BR: Well, first I walk in and light up a cigar and a woman says, excuse me but you can't smoke in the house. I'm like great, do what thou will, but don't smoke a fucking cigar. So I'm out on the porch with my friends and they come out again and tell us we're too loud.

MD: That's hilarious.
BR: I told them, I'm doing what you people say to do and for it I get chastised. So the entire houseful of people poured onto the lawn and told us to leave. It was like the mob scene from Frankenstein except they didn't have pitchforks and torches.

MD: I think they're a little unclear on the concept of paganism.
BR: I would say.

MD: There's a lot of addictive personalities out there who need chemicals to get away from themselves. Alcohol is legal and the most accessible, so it takes a lot of heat.
BR: It's like Anton LaVey said-everyone needs a soporific. Some people take Valium, some people take heroin, LaVey takes Campari on ice. We all need something to release the tension.

MD: Have you ever tried absinthe?
BR: Well, I don't know if it was real absinthe. These people who made it, I don't know it they just didn't mix together some Everclear and Pernod, then put in some wormwood oil. It was awfully fucking raw, I imagine if you had worms in your stomach it would kill them. It didn't seem very hallucinogenic to me.

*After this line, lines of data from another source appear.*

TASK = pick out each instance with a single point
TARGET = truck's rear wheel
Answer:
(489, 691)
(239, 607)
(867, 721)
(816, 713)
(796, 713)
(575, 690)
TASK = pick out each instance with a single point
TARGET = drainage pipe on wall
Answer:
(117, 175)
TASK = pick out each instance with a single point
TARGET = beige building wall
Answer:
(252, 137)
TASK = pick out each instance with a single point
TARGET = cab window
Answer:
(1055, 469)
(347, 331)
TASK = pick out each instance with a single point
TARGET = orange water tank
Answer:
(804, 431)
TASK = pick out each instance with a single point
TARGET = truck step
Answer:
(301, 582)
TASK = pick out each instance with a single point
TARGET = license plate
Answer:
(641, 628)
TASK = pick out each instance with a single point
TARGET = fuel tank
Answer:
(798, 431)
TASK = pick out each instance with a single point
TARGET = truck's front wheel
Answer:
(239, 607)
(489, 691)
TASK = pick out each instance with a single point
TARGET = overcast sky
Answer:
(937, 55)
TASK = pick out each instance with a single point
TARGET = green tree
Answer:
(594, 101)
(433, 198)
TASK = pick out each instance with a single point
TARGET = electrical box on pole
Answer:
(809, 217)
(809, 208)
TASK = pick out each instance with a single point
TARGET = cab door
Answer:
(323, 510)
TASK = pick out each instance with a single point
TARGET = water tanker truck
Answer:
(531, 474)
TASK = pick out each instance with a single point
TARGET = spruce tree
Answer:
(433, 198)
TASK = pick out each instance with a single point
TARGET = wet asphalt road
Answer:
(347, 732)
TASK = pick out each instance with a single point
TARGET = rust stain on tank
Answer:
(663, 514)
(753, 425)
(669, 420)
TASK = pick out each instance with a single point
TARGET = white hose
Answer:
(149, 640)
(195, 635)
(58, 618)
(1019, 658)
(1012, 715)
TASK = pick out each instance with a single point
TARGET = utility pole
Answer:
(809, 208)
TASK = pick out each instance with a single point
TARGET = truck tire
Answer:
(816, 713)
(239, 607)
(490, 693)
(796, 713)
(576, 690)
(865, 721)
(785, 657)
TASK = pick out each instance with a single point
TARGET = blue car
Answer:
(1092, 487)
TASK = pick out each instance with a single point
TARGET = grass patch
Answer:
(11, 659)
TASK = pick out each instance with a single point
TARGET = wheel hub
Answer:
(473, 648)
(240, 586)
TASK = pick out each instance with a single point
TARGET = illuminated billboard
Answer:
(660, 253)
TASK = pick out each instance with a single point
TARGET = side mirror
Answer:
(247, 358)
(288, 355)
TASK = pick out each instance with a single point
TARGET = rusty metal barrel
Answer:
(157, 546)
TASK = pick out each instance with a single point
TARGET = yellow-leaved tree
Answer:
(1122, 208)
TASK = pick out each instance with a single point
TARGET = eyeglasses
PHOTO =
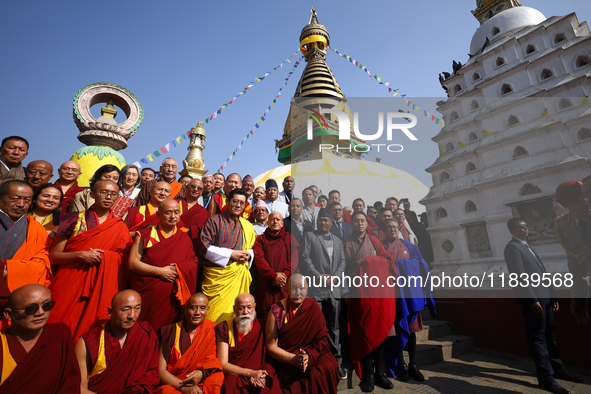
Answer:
(104, 193)
(33, 308)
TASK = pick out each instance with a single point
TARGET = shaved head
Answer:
(18, 296)
(123, 296)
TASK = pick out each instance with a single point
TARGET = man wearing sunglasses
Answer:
(24, 243)
(538, 305)
(193, 214)
(36, 357)
(88, 248)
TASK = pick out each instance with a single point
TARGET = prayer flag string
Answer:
(260, 121)
(433, 118)
(183, 137)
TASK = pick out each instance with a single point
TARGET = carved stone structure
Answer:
(194, 164)
(104, 136)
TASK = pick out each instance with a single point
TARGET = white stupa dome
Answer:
(353, 179)
(507, 22)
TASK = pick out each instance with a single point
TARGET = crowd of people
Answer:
(152, 281)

MD: I tried a version of it in France. I kept waiting for some Hemingwayesque revelation to hit me. Instead I got crazy drunk.
BR: That reminds me of a story about Aldous Huxley. Every time he sniffed some inhalant he'd discover the meaning of life and he'd swear to remember and tell everyone about it. Of course, as the effects wore off he'd lose grasp of it. So he decides, goddammit, next time I'm going to write it down and lock it in my drawer and when I am of clear mind I'm going to read it and make it known to the entire world. So the next time he writes it down, the meaning of all life and existence, and locks it in his desk. When the inhalant wears off he unlocks the desk, takes out the paper and discovers that he'd scrawled, 'The entire universe smells like turpentine.'

MD: Well, of course. That's the advantage of alcohol. Unlike other drugs, it is an end unto itself. It feeds you euphoria for a couple hours then has the good grace to hammer you unconscious, while other drugs force you stay up all night wondering just what the hell are you doing with your miserable life.
BR: I have this gag picture of a witch. Beneath it is says, This is what she looks like sober. Then you turn it upside down and the witch becomes a beautiful princess and it says, This is what she looks like twelve beers later.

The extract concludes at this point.